Les Gunners entament ce match pied au plancher, avec un rythme élevé et un pressing haut. L’un comme l’autre sont forcément conditionnés par les choix tactiques du staff londonien. Le milieu renforcé permet à la fois la récupération et la libération rapide de la balle, surtout et y compris dans les petits espaces. Et comme si cela ne suffisait pas, les plongées dans l’axe de Walcott et Rosicky libèrent les ailes en phases offensives, ce qui permet aux 2 fusées Gibbs et Sagna de prendre les espaces et venir mettre un peu plus la pagaille dans le camp adverse.  Ce qui n’avait absolument pas fonctionné contre Milan à San Siro (du fait du terrain, mais aussi de la maestria tactique des italiens) fonctionne à merveille contre les Toffees d’Everton.

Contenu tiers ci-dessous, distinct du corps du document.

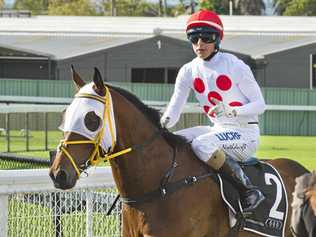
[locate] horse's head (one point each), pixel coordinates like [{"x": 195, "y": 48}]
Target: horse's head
[{"x": 85, "y": 122}]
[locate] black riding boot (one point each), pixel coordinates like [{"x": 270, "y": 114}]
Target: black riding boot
[{"x": 250, "y": 195}]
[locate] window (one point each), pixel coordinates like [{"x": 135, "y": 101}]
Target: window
[{"x": 154, "y": 75}]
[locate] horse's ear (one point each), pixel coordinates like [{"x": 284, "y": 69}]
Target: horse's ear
[
  {"x": 98, "y": 81},
  {"x": 76, "y": 79}
]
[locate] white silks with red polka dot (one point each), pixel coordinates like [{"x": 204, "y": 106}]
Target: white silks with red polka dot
[{"x": 230, "y": 81}]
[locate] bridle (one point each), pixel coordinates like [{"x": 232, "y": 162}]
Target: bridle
[{"x": 98, "y": 154}]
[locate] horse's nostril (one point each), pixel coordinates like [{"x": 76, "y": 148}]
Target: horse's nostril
[{"x": 61, "y": 177}]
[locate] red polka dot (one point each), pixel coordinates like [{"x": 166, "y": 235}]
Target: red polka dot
[
  {"x": 206, "y": 109},
  {"x": 199, "y": 85},
  {"x": 214, "y": 94},
  {"x": 223, "y": 83},
  {"x": 235, "y": 103}
]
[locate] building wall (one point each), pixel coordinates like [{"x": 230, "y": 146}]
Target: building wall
[
  {"x": 172, "y": 53},
  {"x": 84, "y": 65},
  {"x": 26, "y": 68},
  {"x": 289, "y": 68}
]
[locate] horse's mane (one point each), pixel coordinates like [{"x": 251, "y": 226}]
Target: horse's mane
[{"x": 153, "y": 115}]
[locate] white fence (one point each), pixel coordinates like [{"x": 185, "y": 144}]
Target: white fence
[{"x": 31, "y": 206}]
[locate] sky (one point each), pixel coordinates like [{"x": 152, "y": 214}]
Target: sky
[{"x": 269, "y": 4}]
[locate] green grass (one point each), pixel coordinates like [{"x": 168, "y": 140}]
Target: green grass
[{"x": 299, "y": 148}]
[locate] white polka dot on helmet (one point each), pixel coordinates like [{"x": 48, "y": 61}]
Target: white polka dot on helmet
[{"x": 206, "y": 18}]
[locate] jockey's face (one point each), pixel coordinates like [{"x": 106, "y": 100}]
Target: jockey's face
[{"x": 203, "y": 49}]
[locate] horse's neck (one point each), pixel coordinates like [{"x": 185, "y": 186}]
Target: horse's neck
[{"x": 140, "y": 170}]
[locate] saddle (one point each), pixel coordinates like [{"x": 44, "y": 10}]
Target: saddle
[{"x": 269, "y": 218}]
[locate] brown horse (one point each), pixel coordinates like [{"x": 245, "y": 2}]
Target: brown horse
[
  {"x": 156, "y": 157},
  {"x": 303, "y": 220}
]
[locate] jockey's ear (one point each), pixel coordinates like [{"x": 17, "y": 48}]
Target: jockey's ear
[
  {"x": 98, "y": 81},
  {"x": 76, "y": 79}
]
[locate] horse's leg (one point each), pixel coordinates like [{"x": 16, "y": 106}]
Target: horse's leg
[{"x": 289, "y": 170}]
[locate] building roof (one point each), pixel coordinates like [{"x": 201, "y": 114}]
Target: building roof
[
  {"x": 63, "y": 37},
  {"x": 62, "y": 46}
]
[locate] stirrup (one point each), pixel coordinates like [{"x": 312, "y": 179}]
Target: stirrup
[{"x": 259, "y": 199}]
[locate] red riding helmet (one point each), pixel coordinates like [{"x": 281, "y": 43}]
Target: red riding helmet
[{"x": 206, "y": 18}]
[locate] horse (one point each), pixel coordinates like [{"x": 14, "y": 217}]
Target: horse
[
  {"x": 303, "y": 221},
  {"x": 145, "y": 158}
]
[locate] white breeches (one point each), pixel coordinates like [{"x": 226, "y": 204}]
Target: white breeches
[{"x": 239, "y": 143}]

Forcément, ce sont les Gunners qui se créent le plus de chances et mettent la pression sur les buts d’Howard. A peine 10 minutes de jeu et c’est déjà le 3ème corner pour les Londoniens. Côté droit, Van Persie met un bon ballon dans la surface, Koscielny fait un superbe travail d’écran et ralentit suffisamment Fellaini. Le Belge ne peut empêcher son compatriote Vermaelen de croiser  une frappe de l’arrière du crâne (8e, 1-0). Dans la foulée, Arteta trouve Van Persie, mais la frappe est repoussée, avant que Ramsey ne combine parfaitement avec son capitaine, mais frappe au dessus. Le buteur des Gunners, cible privilégiée des passes de ses nombreux partenaires forcément plus proches, est bien plus en vue. Et, quand ce ne sont pas les milieux, ce sont les latéraux qui offrent des balles de buts, telle cette série de centre de Sagna repoussés dans la panique par Everton.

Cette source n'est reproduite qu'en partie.